Rajabali Jumabhoy (16 January 1898 — 26 November 1998) was a businessman, politician and the chairman of Scotts Holdings in Singapore.

==Early life==
Jumabhoy was born on 16 January 1898 in the village of Lakhapar in Kutch district, India. His grandfather was Bunder Kassim, a prominent merchant. He was raised in his elder sister's home in Bhopal and attended the University of Bombay in Bombay.

==Career==
In August 1915, he and one of his brothers established a business on 9 Market Street in Singapore under the name R. Jumabhoy. Shortly, on Singapore on 24 June 1916 he took over the business, but had to leave to India a few months later due to ill health and his difficulty adjusting to the climate, and only returned to Singapore in January 1918. However, Jumabhoy eventually had a falling out with his brother. Following this, he left the businesses and established his own business on 2 January 1922. In 1923, he became a founding member of the Singapore Indian Association. In the following year, he became a founding member of the Indian Merchants Association and made a foray into property development. By then, he had established offices in Hong Kong, Java and Bombay. His business traded in coffee, sago flour, Benzoin, rattan and gambier.

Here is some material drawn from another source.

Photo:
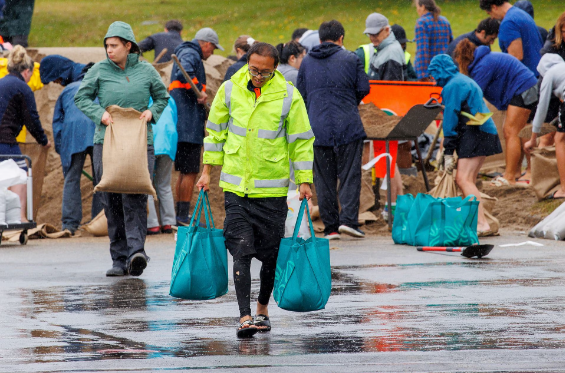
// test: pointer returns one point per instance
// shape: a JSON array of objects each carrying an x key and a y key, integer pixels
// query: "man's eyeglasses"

From 1929 to 1935, Jumabhoy served on the committee of the Straits Settlements Association. From 1930 to 1935, he served as the president of the Indian Merchants Association. In 1930, he became a founding member of the Rotary Club of Singapore, and was made a Justice of the Peace. From 1932 to 1934, he served as the only Indian member of the Straits Settlements Trade Commission. In 1935, he became a founding member of the Indian Chamber of Commerce, and was appointed its first president. He served as the Chamber of Commerce's president in 1935, in 1936, from 1940 to 1942, from 1945 to 1950 and in 1953. From 1936 to 1937, he served on the committee of the Singapore Ratepayers' Association. In 1938, he received the Malayan Certificate of Honour. In November 1939, he was appointed to the Trafic Advisory Committee. By then, he had helped to found and served as the president of the Muslim Students Society. He had also served on the Poppy Day committee, and the chairman of the reception committee of the All Malaya Indian Conference.

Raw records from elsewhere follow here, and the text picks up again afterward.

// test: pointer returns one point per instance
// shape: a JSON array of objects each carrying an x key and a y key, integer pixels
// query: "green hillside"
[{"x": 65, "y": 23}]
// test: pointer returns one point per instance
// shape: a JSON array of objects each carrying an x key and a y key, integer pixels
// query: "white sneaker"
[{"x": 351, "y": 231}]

Jumabhoy fled to India on 7 February 1942, fearing that he would be punished by the Japanese for the positions he had held while Singapore was under British rule. He returned to Singapore following the end of the Japanese occupation in 1945, and resumed his position as the president of the Indian Chamber of Commerce. On 1 January 1948, he renamed his company to R Jumabhoy & Sons. In 1953, he was conferred the CBE. In 1991, Scotts Holdings went public. The Rajabali Jumabhoy Foundation was formed in the following year.

==Political career==
From 1938 to 1941, Jumabhoy was a member of the Municipal Commission of Singapore. He resumed his position as a member of the Municipal Commission in 1946, and left the commission in 1947. He was elected into the Legislative Council of Singapore by the Indian Chamber of Commerce during the 1948 Singaporean general election. On 12 July 1951, he was appointed a member of the Executive Council. During the 1955 Singaporean general election, he ran as an independent candidate for the Telok Ayer Constituency and won the election. He retired from politics in 1959.

==Personal life and death==
Jumabhoy married Fatimabai Premji on 11 May 1920. Together, they had seven children, including Ameerali R. Jumabhoy. In October 1995, he initiated court action against Ameerali over the management of Scotts Holdings.

He died of natural causes on 26 November 1998 at the Mount Elizabeth Hospital.

He is related to Andre Jumabhoy, a former prosecutor and criminal lawyer who defended Pritam Singh in criminal charges for allegedly falsely testifying to the Committee of Privileges.